Set userCanInterruptSpeech to TRUE in order to let new incoming human speech cut off synthesized speech in progress.

BACK TO TOP

OELogging Class Reference

Detailed Description

A singleton which turns logging on or off for the entire framework. The type of logging is related to overall framework functionality such as the audio session and timing operations. Please turn OELogging on for any issue you encounter. It will probably show the problem, but if not you can show the log on the forum and get help.

Warning
The individual classes such as OEPocketsphinxController and OELanguageModelGenerator have their own verbose flags which are separate from OELogging.

Method Documentation

+ (id) startOpenEarsLogging

This just turns on logging. If you don't want logging in your session, don't send the startOELogging message.

Swift 3:

startOpenEarsLogging()

Example Usage:

Before implementation:

#import <OpenEars/OELogging.h>;

In implementation:

BACK TO TOP

OEContinuousModel Class Reference

BACK TO TOP

OEAcousticModel Class Reference

Detailed Description

Convenience class for accessing the acoustic model bundles. All this does is allow you to reference your chosen model by including this header in your class and then letting you call [OEAcousticModel pathToModel:"AcousticModelEnglish"] or [OEAcousticModel pathToModel:@"AcousticModelSpanish"] (or other names, replacing the name of the model with the name of the model you are using, minus its ".bundle" suffix) in any of the methods which ask for a path to an acoustic model.

Method Documentation

+ (NSString *) pathToModel: (NSString *)  acousticModelBundleName

Swift 3:

path(toModel: String!)

Reference the path to any acoustic model bundle you've dragged into your project (such as AcousticModelSpanish.bundle or AcousticModelEnglish.bundle) by calling this class method like [OEAcousticModel pathToModel:"AcousticModelEnglish"] after importing this class.

BACK TO TOP

OEEventsObserver Class Reference

Detailed Description

OEEventsObserver provides a large set of delegate methods that allow you to receive information about the events in OpenEars from anywhere in your app. You can create as many OEEventsObservers as you need and receive information using them simultaneously. All of the documentation for the use of OEEventsObserver is found in the section OEEventsObserverDelegate.

Property Documentation

- (id<OEEventsObserverDelegate>) delegate

To use the OEEventsObserverDelegate methods, assign this delegate to the class hosting OEEventsObserver and then use the delegate methods documented under OEEventsObserverDelegate. There is a complete example of how to do this explained under the OEEventsObserverDelegate documentation.

BACK TO TOP

OEPocketsphinxController Class Reference

Detailed Description

The class that controls local speech recognition in OpenEars.

Usage examples

What to add to your header:

To use OEPocketsphinxController, the class which performs speech recognition, you need a language model and a phonetic dictionary for it. These files define which words OEPocketsphinxController is capable of recognizing. We just created them above by using OELanguageModelGenerator. You also need an acoustic model. OpenEars ships with an English and a Spanish acoustic model.

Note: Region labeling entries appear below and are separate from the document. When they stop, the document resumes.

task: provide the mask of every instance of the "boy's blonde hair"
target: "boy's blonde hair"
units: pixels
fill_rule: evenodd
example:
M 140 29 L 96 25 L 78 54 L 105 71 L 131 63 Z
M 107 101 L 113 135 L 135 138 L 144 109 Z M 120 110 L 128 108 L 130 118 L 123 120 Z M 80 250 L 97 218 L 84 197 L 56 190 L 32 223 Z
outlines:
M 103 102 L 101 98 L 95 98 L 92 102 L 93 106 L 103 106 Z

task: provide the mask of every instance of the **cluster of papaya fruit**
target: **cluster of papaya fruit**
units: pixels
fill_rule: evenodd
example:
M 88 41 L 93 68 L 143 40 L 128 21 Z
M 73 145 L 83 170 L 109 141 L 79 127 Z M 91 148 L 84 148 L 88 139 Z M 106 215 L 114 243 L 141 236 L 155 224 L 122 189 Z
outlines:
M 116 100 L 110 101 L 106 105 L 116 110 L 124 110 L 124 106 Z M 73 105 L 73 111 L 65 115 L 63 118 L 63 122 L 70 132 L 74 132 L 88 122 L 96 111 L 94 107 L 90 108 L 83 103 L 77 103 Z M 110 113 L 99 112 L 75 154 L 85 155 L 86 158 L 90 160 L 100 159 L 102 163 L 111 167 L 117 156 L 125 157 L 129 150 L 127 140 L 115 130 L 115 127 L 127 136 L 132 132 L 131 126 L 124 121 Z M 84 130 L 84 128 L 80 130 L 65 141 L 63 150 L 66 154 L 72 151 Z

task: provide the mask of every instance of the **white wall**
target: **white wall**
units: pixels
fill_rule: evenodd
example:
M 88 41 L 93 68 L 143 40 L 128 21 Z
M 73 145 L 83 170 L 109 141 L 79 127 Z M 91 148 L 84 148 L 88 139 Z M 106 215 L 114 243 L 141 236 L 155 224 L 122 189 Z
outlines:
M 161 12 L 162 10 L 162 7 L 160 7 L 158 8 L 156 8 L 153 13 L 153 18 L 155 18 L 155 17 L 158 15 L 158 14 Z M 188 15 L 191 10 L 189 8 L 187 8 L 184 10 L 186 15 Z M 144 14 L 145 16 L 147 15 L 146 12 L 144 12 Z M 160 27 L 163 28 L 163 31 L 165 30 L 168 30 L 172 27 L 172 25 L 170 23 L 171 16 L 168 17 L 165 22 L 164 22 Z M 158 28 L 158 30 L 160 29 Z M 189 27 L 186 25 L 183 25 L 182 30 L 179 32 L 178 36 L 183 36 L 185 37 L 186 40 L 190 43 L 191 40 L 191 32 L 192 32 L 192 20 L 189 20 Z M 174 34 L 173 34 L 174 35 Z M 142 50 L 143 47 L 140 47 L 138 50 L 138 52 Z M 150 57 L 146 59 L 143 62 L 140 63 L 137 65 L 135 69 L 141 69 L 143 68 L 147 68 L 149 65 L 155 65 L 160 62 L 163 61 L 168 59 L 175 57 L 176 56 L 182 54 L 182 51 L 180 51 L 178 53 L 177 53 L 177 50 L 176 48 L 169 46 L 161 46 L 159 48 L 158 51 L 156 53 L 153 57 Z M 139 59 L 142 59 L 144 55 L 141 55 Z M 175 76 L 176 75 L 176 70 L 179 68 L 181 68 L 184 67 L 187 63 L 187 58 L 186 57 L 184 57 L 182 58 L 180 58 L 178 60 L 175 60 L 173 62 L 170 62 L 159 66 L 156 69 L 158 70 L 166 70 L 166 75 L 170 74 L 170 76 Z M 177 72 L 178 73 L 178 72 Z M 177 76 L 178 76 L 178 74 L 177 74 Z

First, add the following to your implementation (the .m file): Under the @implementation keyword at the top:
#import <OpenEars/OEPocketsphinxController.h>
#import <OpenEars/OEAcousticModel.h>

How to use the class methods:

In the method where you want to recognize speech (to test this out, add it to your viewDidLoad method), add the following method call:
[[OEPocketsphinxController sharedInstance] setActive:TRUE error:nil];
[[OEPocketsphinxController sharedInstance] startListeningWithLanguageModelAtPath:lmPath dictionaryAtPath:dicPath acousticModelAtPath:[OEAcousticModel pathToModel:@"AcousticModelEnglish"] languageModelIsJSGF:NO]; // Change "AcousticModelEnglish" to "AcousticModelSpanish" to perform Spanish recognition instead of English.

Warning
OEPocketsphinxController is a singleton which is called with [OEPocketsphinxController sharedInstance]. You cannot initialize an instance of OEPocketsphinxController.

Method Documentation

- (void) startListeningWithLanguageModelAtPath: (NSString *)  languageModelPath
dictionaryAtPath: (NSString *)  dictionaryPath
acousticModelAtPath: (NSString *)  acousticModelPath
languageModelIsJSGF: (BOOL)  languageModelIsJSGF 

Swift 3:

    OEPocketsphinxController.sharedInstance().startListeningWithLanguageModel(atPath: String!, dictionaryAtPath: String!, acousticModelAtPath: String!, languageModelIsJSGF: Bool)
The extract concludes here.